Something in between is probably closest to the truth.
Just before the Easter break in mid-March, Barney Frank, head of the House financial services committee, announced a series of initiatives to restructure financial regulation, create a new financial services uber-regulator and stiffen restrictions on Wall Street's complex financial tools for issuing credit and raising capital. His proposals had strong backing in the Democratic caucus, according to Brendan Daly, spokesman for House Speaker Nancy Pelosi. What's more, in what Democrats say is a sign of the changing environment in the wake of the Bear Stearns collapse, the Senate this week will take up a new housing bill that was previously blocked by Republicans. Treasury's move, say the Democrats, was driven by the new momentum for regulation instigated by Frank and other Democrats. "Any fair reading of the situation would have to conclude that," says Jim Manley, spokesman for Democratic Senate Majority Leader Harry Reid.
But Bush's response was not "like pulling a rabbit out of a hat," as White House press secretary Dana Perino put it on Monday. It is actually an adapted version of Treasury Secretary Paulson's year-long effort to recast and consolidate American financial regulation to keep it competitive with foreign markets. It codifies the ad hoc powers of market stabilization the Federal Reserve has used to calm the waters since the collapse of Bear Stearns in March. It establishes an authority with control over financial institutions' behavior but leaves open just how much power it would have to enforce standards. It would split the SEC's regulatory power between that new group and another authority focused on non-finance corporations that would have no new powers.
The plan has received a relatively positive response from Democrats in Congress. "This is a good effort," said Steve Adamske, Frank's spokesman. "We have some disagreements, but they are moving in a direction that we think is positive." Daly, Pelosi's spokesman, said her office has concluded that Paulson's plan is "probably a decent first step, but there's just a lot of devils in the details." In short, the Treasury plan is seen as an opening bid in negotiations with Congress over just how far the new regulatory power will extend. And by showing at least an appearance of good will in the effort to do so, Bush may bring to the table Democrats who otherwise might want to go to war over this issue.
Many Democrats still worry that the Treasury plan could prove a preemptive anti-regulatory trap hardly the first time Bush has pulled off such a gambit. On fuel efficiency standards, Bush and the auto industry insisted on holding out against tough new restrictions until it became clear that the House and Senate could produce a veto-proof majority. At that point, Bush and the industry backed lesser standards, which eventually became law. More recently, Bush intervened in mid-March to soften new anti-ozone regulations after the EPA had concluded that tough new standards were necessary.
The White House insists that rather than a slowdown in regulation, there has been an uptick in the last few years. Tony Fratto, a White House spokesman, cites as support a recent Heritage study that shows increased regulatory activity. In addition, Bush has been responsible for some important structural changes that have received little attention. In early 2007, for example, he issued an executive order placing "regulatory policy officers" at every department and agency, answerable to the White House on matters of implementing regulation.

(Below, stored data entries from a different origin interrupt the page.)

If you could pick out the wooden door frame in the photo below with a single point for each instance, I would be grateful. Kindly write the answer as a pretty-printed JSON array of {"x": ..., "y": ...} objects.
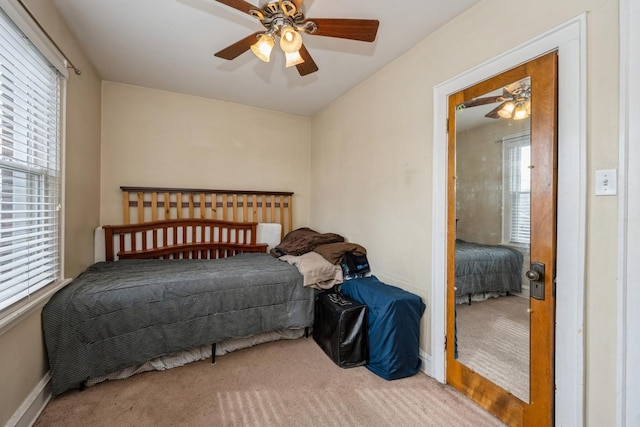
[
  {"x": 628, "y": 392},
  {"x": 569, "y": 40}
]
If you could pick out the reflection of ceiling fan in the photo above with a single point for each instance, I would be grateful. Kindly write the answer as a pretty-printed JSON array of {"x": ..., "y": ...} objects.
[
  {"x": 515, "y": 102},
  {"x": 285, "y": 19}
]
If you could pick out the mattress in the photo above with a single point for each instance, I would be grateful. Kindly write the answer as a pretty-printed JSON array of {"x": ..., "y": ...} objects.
[
  {"x": 487, "y": 268},
  {"x": 120, "y": 314}
]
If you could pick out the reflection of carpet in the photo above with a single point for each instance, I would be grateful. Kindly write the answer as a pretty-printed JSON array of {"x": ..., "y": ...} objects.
[{"x": 493, "y": 340}]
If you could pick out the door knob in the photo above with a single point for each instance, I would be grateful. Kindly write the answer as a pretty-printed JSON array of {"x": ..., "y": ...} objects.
[
  {"x": 532, "y": 275},
  {"x": 536, "y": 277}
]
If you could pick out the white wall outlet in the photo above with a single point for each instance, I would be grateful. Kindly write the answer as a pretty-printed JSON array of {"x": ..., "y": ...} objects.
[{"x": 606, "y": 182}]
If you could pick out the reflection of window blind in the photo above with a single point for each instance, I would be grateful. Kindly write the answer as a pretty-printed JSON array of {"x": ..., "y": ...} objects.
[
  {"x": 517, "y": 186},
  {"x": 29, "y": 167}
]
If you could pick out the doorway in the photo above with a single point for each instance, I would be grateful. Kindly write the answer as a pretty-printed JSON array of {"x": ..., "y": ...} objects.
[
  {"x": 569, "y": 39},
  {"x": 502, "y": 236}
]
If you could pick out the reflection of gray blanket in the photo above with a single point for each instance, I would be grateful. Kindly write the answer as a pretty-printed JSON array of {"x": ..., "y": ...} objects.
[
  {"x": 119, "y": 314},
  {"x": 485, "y": 268}
]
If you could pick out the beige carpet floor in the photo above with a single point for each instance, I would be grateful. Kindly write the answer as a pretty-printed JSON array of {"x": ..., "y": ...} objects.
[
  {"x": 282, "y": 383},
  {"x": 493, "y": 340}
]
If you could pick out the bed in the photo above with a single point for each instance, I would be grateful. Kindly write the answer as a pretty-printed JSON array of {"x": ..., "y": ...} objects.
[
  {"x": 486, "y": 270},
  {"x": 172, "y": 287}
]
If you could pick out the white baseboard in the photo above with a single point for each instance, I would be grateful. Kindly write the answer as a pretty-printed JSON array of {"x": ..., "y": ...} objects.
[
  {"x": 34, "y": 404},
  {"x": 427, "y": 366}
]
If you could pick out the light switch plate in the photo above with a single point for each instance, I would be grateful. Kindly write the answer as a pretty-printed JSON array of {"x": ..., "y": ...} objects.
[{"x": 606, "y": 182}]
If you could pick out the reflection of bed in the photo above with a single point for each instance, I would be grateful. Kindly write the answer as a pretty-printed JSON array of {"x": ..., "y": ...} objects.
[
  {"x": 120, "y": 314},
  {"x": 484, "y": 269}
]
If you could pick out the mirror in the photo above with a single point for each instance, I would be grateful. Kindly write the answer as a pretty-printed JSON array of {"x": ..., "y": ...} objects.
[{"x": 492, "y": 205}]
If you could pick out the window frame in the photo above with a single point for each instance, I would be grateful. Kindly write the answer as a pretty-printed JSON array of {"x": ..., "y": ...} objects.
[
  {"x": 19, "y": 310},
  {"x": 522, "y": 139}
]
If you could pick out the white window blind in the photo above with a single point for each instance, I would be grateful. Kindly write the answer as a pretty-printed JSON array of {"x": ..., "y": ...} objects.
[
  {"x": 30, "y": 167},
  {"x": 517, "y": 189}
]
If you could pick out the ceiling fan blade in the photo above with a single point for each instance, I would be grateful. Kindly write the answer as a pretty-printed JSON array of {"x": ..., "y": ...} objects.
[
  {"x": 354, "y": 29},
  {"x": 493, "y": 114},
  {"x": 308, "y": 66},
  {"x": 482, "y": 101},
  {"x": 240, "y": 5},
  {"x": 238, "y": 48}
]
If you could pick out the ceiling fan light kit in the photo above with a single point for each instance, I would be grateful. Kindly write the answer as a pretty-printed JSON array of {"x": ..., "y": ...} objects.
[
  {"x": 263, "y": 47},
  {"x": 515, "y": 102},
  {"x": 285, "y": 19}
]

Lost in the debate over how much regulation to impose is what if any effect the Treasury plan might have on the current crisis. The simple answer is none. The Treasury department says some modest short-term proposals in the plan can be implemented right away, but any of the larger reorganizing efforts, including the creation of the new regulatory bodies, are likely to take three to eight years to make it through Congress and into action.